A whiff? The stench is a bit stronger than that.
You can head on over to the link above to read the overwhelming response of the citizens of Telluride to the homophobic act. Here's a bit:
In letters to the editor, residents called the skit “highly offensive and completely inappropriate,” a “hate group,” a “hate float,” and asked the marchers to apologize. In the Straight Pride baseball caps and pro-heterosexual signs, they didn’t see a joke, but something darker.
“They were clearly nothing more than an anti-gay hate group,” wrote Gretchen Norham, a Boulder resident who watched the parade. “Shame on this group. Shame on the judges. I expected better from people in Telluride.”
This kind of humor is always messy, and it seems like some people think they can get away with saying anything as long as it's funny. If you point out that something is homophobic, these sorts will say it's just a joke as if you're the one with the problem, and that for some reason not being able to find the humor in parroting homophobia is some sort of deficiency in the listener.

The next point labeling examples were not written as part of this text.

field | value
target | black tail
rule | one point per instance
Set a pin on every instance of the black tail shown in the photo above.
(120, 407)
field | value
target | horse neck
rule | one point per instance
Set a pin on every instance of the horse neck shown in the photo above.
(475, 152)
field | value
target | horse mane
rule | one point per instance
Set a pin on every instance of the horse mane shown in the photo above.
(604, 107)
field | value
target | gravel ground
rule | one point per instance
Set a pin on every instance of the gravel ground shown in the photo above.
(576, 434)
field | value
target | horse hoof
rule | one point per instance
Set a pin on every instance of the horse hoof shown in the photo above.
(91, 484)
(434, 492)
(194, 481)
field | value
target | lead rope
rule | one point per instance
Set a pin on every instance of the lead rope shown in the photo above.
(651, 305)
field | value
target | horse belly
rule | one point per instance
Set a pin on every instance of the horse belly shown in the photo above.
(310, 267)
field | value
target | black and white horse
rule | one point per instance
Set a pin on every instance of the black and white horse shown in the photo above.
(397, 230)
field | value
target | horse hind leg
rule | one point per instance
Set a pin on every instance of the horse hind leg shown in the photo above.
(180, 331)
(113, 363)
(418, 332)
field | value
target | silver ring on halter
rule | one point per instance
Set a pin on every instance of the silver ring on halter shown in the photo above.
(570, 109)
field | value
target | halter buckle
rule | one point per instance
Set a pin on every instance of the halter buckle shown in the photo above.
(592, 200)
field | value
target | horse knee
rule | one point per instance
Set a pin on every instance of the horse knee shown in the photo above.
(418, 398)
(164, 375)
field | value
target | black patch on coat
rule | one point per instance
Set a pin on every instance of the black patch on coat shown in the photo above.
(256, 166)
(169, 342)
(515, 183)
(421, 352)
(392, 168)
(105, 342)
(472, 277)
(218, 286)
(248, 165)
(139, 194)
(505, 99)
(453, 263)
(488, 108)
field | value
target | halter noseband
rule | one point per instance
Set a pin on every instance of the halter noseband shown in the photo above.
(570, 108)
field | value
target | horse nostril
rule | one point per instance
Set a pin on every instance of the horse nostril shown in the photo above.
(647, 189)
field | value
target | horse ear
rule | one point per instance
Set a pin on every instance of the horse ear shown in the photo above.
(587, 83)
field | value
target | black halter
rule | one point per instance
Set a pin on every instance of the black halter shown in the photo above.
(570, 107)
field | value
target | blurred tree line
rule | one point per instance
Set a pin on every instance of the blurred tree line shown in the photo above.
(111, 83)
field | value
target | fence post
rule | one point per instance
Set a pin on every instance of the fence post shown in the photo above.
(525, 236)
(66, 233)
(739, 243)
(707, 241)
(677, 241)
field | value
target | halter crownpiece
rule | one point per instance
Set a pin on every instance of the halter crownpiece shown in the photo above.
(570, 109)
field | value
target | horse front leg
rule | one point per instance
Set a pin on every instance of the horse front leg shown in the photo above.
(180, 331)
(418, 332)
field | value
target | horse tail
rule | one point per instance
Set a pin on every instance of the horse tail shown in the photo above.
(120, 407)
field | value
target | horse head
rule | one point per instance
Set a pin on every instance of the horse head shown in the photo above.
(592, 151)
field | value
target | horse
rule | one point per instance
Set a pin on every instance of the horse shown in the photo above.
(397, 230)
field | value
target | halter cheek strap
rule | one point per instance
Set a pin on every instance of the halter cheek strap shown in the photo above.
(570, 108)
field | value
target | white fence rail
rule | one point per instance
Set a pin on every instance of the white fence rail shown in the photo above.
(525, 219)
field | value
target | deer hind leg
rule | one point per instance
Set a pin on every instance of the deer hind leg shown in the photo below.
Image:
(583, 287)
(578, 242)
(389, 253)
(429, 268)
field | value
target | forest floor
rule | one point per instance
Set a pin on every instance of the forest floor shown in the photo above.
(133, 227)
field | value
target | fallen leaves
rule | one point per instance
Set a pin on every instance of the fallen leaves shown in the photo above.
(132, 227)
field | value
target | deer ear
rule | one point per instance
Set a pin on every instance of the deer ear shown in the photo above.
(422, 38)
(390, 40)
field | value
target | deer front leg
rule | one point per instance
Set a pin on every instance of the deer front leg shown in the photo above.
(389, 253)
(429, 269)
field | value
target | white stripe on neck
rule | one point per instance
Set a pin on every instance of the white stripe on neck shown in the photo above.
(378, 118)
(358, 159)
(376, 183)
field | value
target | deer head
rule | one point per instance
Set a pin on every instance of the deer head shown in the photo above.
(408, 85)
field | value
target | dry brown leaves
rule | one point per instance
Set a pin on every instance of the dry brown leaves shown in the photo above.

“I thought it was going to be a funny idea, so I was up for it,” [one marcher] said. “A lot of people are misconstruing it. It was, first and foremost, a joke. It was not homophobic.”
Why can't it be both? There are homophobic jokes. Of course, he feels that he's able to monopolize interpretation of this act (we misconstrue; he properly construes) without taking into consideration the history of violent heterosexual supremacy. The signs that they were carrying, which said things like "Not in my backdoor" or "Adam and Eve, not Adam and Steve", aren't new messages at all. There a context to this, and just because the marchers didn't realize it, chose to ignore it, or embraced it, doesn't mean that it doesn't exist and that it doesn't have power to those trying to enjoy the parade.
But Ethan Hale, who marched with the Straight Priders, said there was nothing malicious behind the skit, and that it was a satire of the over-the-top gay pride parades in cities like New York or San Francisco.[...]
On July 4, a dozen Telluride residents suffered into polyester pants and scratchy sweaters, combed their hair flat and slipped on loafers and pumps to become the Straight Pride marchers. They whooped and waved and kissed in the middle of main street (girls kissing boys, naturally).
Kissing the same sex in the street is an act of defiance against often violent compulsory heterosexuality. Mocking that gesture erases that history of violence and makes fun of actions that challenge conformity and heteropatriarchy (you know, the good parts of Pride that are often forgotten even by our own). It might be all a part of their ironic stance, but when you ironically present something that's important to people or something that hurts people, it only compounds the rhetorical violence.
But maybe it is about humor. Said one marcher:
Our entry number in the parade was four — funny. Four. Funny.
With a sense of humor like that, I can't imagine why these people failed to impress the locals!